Payments were retroactively adjusted at the end of each year for demonstration agencies that experienced (1) sizable changes in the total number of Medicare visits rendered relative to their base year, or (2) large profits or losses. Per-visit reimbursement rates were reduced 1 percent for agencies whose total number of Medicare visits increased by 10 to 20 percent. Rates were increased by 1 percent for agencies whose volume decreased by 10 to 20 percent. Each additional 10 percentage point change in volume added an additional 1 percent to the change in the reimbursement rate, up to a maximum 5 percent change for agencies whose volume increased or decreased by more than 50 percent. These adjustments for volume were intended to reflect the effects of economies of scale on agencies' average costs and to discourage agencies from increasing their volume. The profit- and loss-sharing provision required agencies to return a specific percentage of their profits on Medicare visits, if profits exceeded 5 percent of Medicare-allowable costs.

This payment methodology differs substantially from the current cost-based reimbursement system. The current system pays agencies as claims are submitted, then performs an end-of-year reconciliation between the agency's costs of providing care to Medicare patients and the amount already paid by Medicare.

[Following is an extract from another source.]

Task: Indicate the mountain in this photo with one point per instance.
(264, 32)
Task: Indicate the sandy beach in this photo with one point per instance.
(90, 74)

The demonstration, which was open to all nongovernmental home health agencies that had been in operation for at least three years in five states (California, Florida, Illinois, Massachusetts, and Texas), attracted only 47 agencies, far fewer than the 67 that HCFA sought. In each state, the participating urban agencies within each of three strata (freestanding proprietary, freestanding voluntary or nonprofit, and facility-based agencies) were randomly assigned to treatment or control status as they entered the demonstration. Rural agencies formed a separate stratum. Treatment group agencies were paid according to the demonstration rules described earlier; control group agencies were paid under the usual cost-based method. Twenty-six of the participating agencies were assigned to the treatment group, 21 to the control group. (The unequal numbers were due to an odd number of agencies in some strata at the time of randomization.) Each agency participated in the demonstration for three years, with participation beginning at the start of the agency's next fiscal year after application. The first agencies began demonstration operations in October 1990; the last began in October 1991.